If you're interested in what the carriers are up to this time of year, you may also want to check out the carriers' holiday ship-by dates and holiday surcharge information.
The 2020 holiday shopping season was one for the record books, and it’s clear that 2021 is poised to match or even exceed last year’s demand. So, with holiday buying starting earlier than ever—and with no end in sight to ongoing supply chain challenges—how are carriers preparing to navigate what’s shaping up to be another unprecedented year?
To better understand how regional, national, and international carriers are gearing up for this year’s holiday selling season, we took a closer look at the preparations being undertaken by four carriers: UPS, FedEx, Royal Mail, and OnTrac.
In UPS’s Q2 earnings call, UPS CEO Carol Tomé estimated that demand for the company’s package delivery services at the peak of 2021’s holiday shipping season will “exceed capacity by about five million pieces per day.” Yet, the company is not taking this challenging outlook lying down.
Tomé also reported that UPS is meeting with 300 high-volume customers to understand their demand projections, in keeping with one of the company’s three key areas of focus as it prepares for the holiday season:
“Flexing UPS’s network” has involved increasing processing capacity to be able to handle 130,000 more packages per hour than last year, as well as adding 11 new aircraft to the fleet in 2021 (part of a total planned increase of 54 aircraft between 2017-2022). Further, the addition of more than two million square feet of automated facilities means that, this year, “nearly 90% of packages will flow through automated facilities.”

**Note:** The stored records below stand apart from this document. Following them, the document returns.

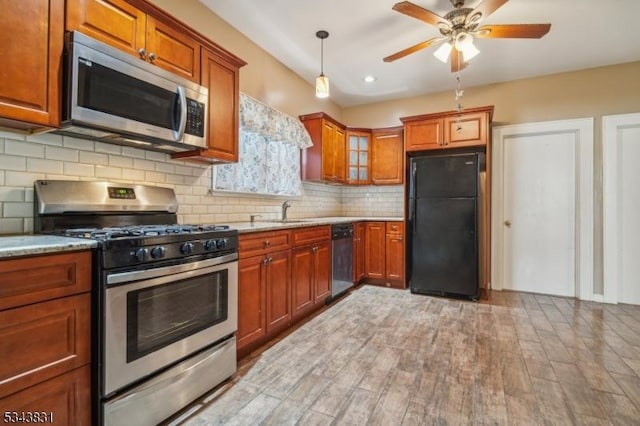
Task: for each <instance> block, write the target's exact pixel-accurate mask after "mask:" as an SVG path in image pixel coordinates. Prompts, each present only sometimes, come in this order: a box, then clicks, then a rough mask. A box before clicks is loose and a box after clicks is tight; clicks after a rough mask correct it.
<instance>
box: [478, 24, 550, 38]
mask: <svg viewBox="0 0 640 426" xmlns="http://www.w3.org/2000/svg"><path fill="white" fill-rule="evenodd" d="M550 29H551V24H511V25H483V26H482V27H480V28H478V30H477V33H476V34H475V36H476V37H478V38H542V36H544V35H545V34H546V33H548V32H549V30H550Z"/></svg>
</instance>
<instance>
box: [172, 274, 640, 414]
mask: <svg viewBox="0 0 640 426" xmlns="http://www.w3.org/2000/svg"><path fill="white" fill-rule="evenodd" d="M173 424H181V425H189V426H195V425H259V424H260V425H364V424H367V425H369V424H370V425H470V424H474V425H485V424H487V425H489V424H491V425H571V424H574V425H587V424H588V425H633V424H638V425H640V306H630V305H607V304H599V303H592V302H582V301H578V300H574V299H568V298H560V297H550V296H543V295H535V294H527V293H516V292H494V293H493V295H492V297H491V300H490V301H481V302H479V303H473V302H468V301H460V300H452V299H445V298H434V297H428V296H421V295H412V294H411V293H410V292H409V291H400V290H392V289H386V288H381V287H373V286H363V287H361V288H359V289H357V290H355V291H353V292H352V293H351V294H350V295H348V296H347V297H345V298H344V299H342V300H341V301H339V302H338V303H336V304H335V305H333V306H331V307H330V308H329V309H327V310H326V311H324V312H322V313H321V314H320V315H318V316H316V317H314V318H313V319H312V320H310V321H309V322H307V323H305V324H304V325H302V326H301V327H299V328H297V329H296V330H295V331H294V332H292V333H290V334H289V335H288V336H286V337H284V338H282V339H281V340H279V341H278V342H277V343H276V344H275V345H273V346H271V347H270V348H268V349H266V350H263V351H261V352H260V353H259V354H257V355H256V356H255V357H253V358H251V359H250V360H249V361H247V362H245V363H244V364H241V366H240V369H239V372H238V374H237V375H236V377H235V378H234V379H233V381H232V382H231V383H230V384H228V385H227V386H226V387H225V388H224V389H223V390H221V391H219V392H217V393H216V394H213V395H210V396H208V397H206V398H205V399H203V400H202V401H200V402H198V403H197V404H195V405H194V406H192V407H191V409H190V410H189V411H187V412H186V413H183V415H182V416H181V417H180V418H178V419H175V420H174V421H173Z"/></svg>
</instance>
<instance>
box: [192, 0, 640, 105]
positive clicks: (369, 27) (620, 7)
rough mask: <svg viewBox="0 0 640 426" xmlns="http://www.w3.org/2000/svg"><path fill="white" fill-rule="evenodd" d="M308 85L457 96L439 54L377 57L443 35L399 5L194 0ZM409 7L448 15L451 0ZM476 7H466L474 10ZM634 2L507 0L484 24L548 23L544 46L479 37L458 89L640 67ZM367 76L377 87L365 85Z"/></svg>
mask: <svg viewBox="0 0 640 426" xmlns="http://www.w3.org/2000/svg"><path fill="white" fill-rule="evenodd" d="M200 1H201V2H202V3H204V4H205V5H206V6H207V7H209V8H210V9H211V10H212V11H213V12H214V13H216V14H217V15H218V16H220V17H221V18H223V19H224V20H226V21H227V22H229V23H230V24H231V25H232V26H233V27H235V28H236V29H238V31H240V32H241V33H243V34H245V35H246V36H247V37H248V38H249V39H251V40H252V41H254V42H255V43H256V44H257V45H259V46H260V47H262V48H263V49H264V50H266V51H267V52H269V53H270V54H271V55H273V56H274V57H276V58H277V59H278V60H280V61H281V62H282V63H283V64H285V65H286V66H287V67H289V68H290V69H292V70H293V71H294V72H295V73H297V74H298V75H300V76H301V77H302V78H303V79H304V80H306V81H308V82H309V83H312V84H313V82H314V81H315V77H317V75H318V74H319V73H320V40H319V39H318V38H316V36H315V33H316V31H318V30H327V31H328V32H329V38H327V39H326V40H325V41H324V74H325V75H326V76H327V77H329V80H330V83H331V100H333V101H334V102H335V103H337V104H338V105H341V106H343V107H347V106H354V105H359V104H367V103H373V102H378V101H383V100H389V99H397V98H404V97H409V96H416V95H422V94H428V93H436V92H442V91H446V90H449V89H451V90H453V89H455V87H456V74H452V73H451V71H450V66H449V64H443V63H442V62H440V61H439V60H437V59H436V58H435V57H434V56H433V52H434V51H435V50H436V49H437V47H433V46H432V47H429V48H427V49H424V50H422V51H420V52H417V53H414V54H412V55H409V56H407V57H405V58H402V59H398V60H396V61H395V62H392V63H385V62H383V61H382V58H384V57H386V56H389V55H391V54H393V53H395V52H397V51H399V50H402V49H404V48H407V47H409V46H412V45H414V44H417V43H419V42H421V41H424V40H427V39H429V38H432V37H436V36H439V35H440V33H439V31H438V29H437V28H436V27H434V26H431V25H428V24H426V23H424V22H422V21H419V20H417V19H414V18H411V17H409V16H406V15H403V14H401V13H399V12H396V11H394V10H392V9H391V8H392V6H393V5H394V4H395V3H396V1H397V0H322V1H318V0H270V1H265V0H200ZM413 3H415V4H417V5H419V6H421V7H423V8H425V9H428V10H430V11H432V12H435V13H436V14H438V15H440V16H444V15H445V14H446V13H447V12H448V11H450V10H451V9H453V6H452V5H451V2H450V0H415V1H413ZM479 3H480V1H479V0H467V1H466V4H465V7H472V8H475V7H476V6H477V5H478V4H479ZM638 17H640V0H510V1H508V2H507V3H506V4H505V5H503V6H502V7H501V8H499V9H498V10H497V11H495V12H494V13H493V14H491V15H490V16H489V17H488V18H486V19H483V20H482V21H481V24H514V23H518V24H520V23H523V24H524V23H551V24H552V25H551V30H550V31H549V33H548V34H547V35H546V36H544V37H543V38H542V39H477V40H476V41H475V45H476V47H477V48H478V49H479V50H480V52H481V53H480V54H479V55H478V56H476V57H475V58H473V59H472V60H471V61H470V62H469V66H468V67H467V68H466V69H465V70H463V71H462V73H461V82H462V88H463V89H468V88H470V87H473V86H478V85H484V84H490V83H496V82H502V81H510V80H517V79H522V78H528V77H533V76H539V75H546V74H554V73H559V72H565V71H572V70H578V69H584V68H592V67H599V66H604V65H611V64H618V63H624V62H632V61H637V60H640V39H639V38H638V33H637V30H636V28H637V22H638ZM366 75H373V76H375V78H376V81H374V82H373V83H365V82H364V81H363V78H364V77H365V76H366Z"/></svg>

Peak season surcharges targeted toward high-volume shippers and those experiencing demand spikes will also play a role in maintaining network resiliency, though rates won’t be as high as they could have been. Scott Price, President of UPS International, noted that costs for COVID-related expenses such as disinfectant, plastic dividers, and accommodations for workers affected by travel mandates have gone down. As a result, average shipping rate increases are likely to be well below the company’s 10-year average.
Seasonal hiring is also expected to offset delays, as UPS aims to hire more than 100,000 new workers. Yet, shoppers would still be wise to heed Price’s guidance: "I half-jokingly tell people 'Order your Christmas presents now because otherwise on Christmas day, there may just be a picture of something that's not coming until February or March.'"
Like UPS, FedEx aims to mitigate holiday shipping season bottlenecks through hiring and new surcharges. On the staffing front, the company is attempting to recruit 90,000 new seasonal workers—and it’s sweetening the pot with “competitive offers on the spot, temporary bonus structures, and pay enhancements that vary by market.” Pay raises and perks for existing FedEx workers are also on the table.
In addition, fuel surcharges intended to better reflect the costs associated with the current operating environment will go into effect November 1, 2021 for FedEx Express (U.S. domestic package and freight services), FedEx Ground, and FedEx Freight shipments. Many peak surcharges and fees are already in place and will remain in effect through January 16, 2022, as the carrier expects excess demand to spill over into the new year.
Beyond shipping service changes, the company is investing in measures intended to offer consumers greater insight into their shipments in order to minimize frustration. Ryan Kelly, Vice President of eCommerce and Alliance Marketing for FedEx Services, explains that the carrier has invested in “machine learning to be more precise around Estimated Delivery Date (EDD) from the point of shipment and along the package journey.”
International carriers are not immune to the labor shortages affecting US-based shippers. Royal Mail, for instance, is seeking thousands of temporary seasonal workers in hubs like Liverpool, Cardiff, and Swansea.
It isn’t just the COVID-19 pandemic that’s affected worker availability in the U.K., where Royal Mail is headquartered. The country’s ‘Brexit’ withdrawal from the European Union has caused many European nationals who may have held these roles to return home.
Fortunately, fuel shortages in the country have not yet had a significant impact on carrier operations. Per a Royal Mail spokesperson in early October, “We have good access to fuel supplies and are operating as normal. We continue to monitor the situation.”
Finally, on the regional scale, OnTrac—which implemented temporary peak surcharges for the first time this year—has taken a different path to modulating holiday demand. Effective September 1, the company stopped taking on new fourth-quarter business in order to serve customers who were already fully onboarded at that point.
Mark Magill, Vice President of Business Development at OnTrac, confirmed that the company had effectively reached its fourth-quarter capacity earlier in August 2021, as had other regional carriers. Yet, even with this control in place, Magill says that OnTrac may still have to cap volume for existing customers, due not just to excess demand but also ongoing driver shortages that continue to challenge the industry.
Ultimately, it remains to be seen whether the efforts of these and other carriers are enough to stave off the effects of peak season experienced during the 2020 shopping season. By preparing earlier, however, these companies are giving themselves the best possible chance to succeed in today’s high-pressure holiday retail environment.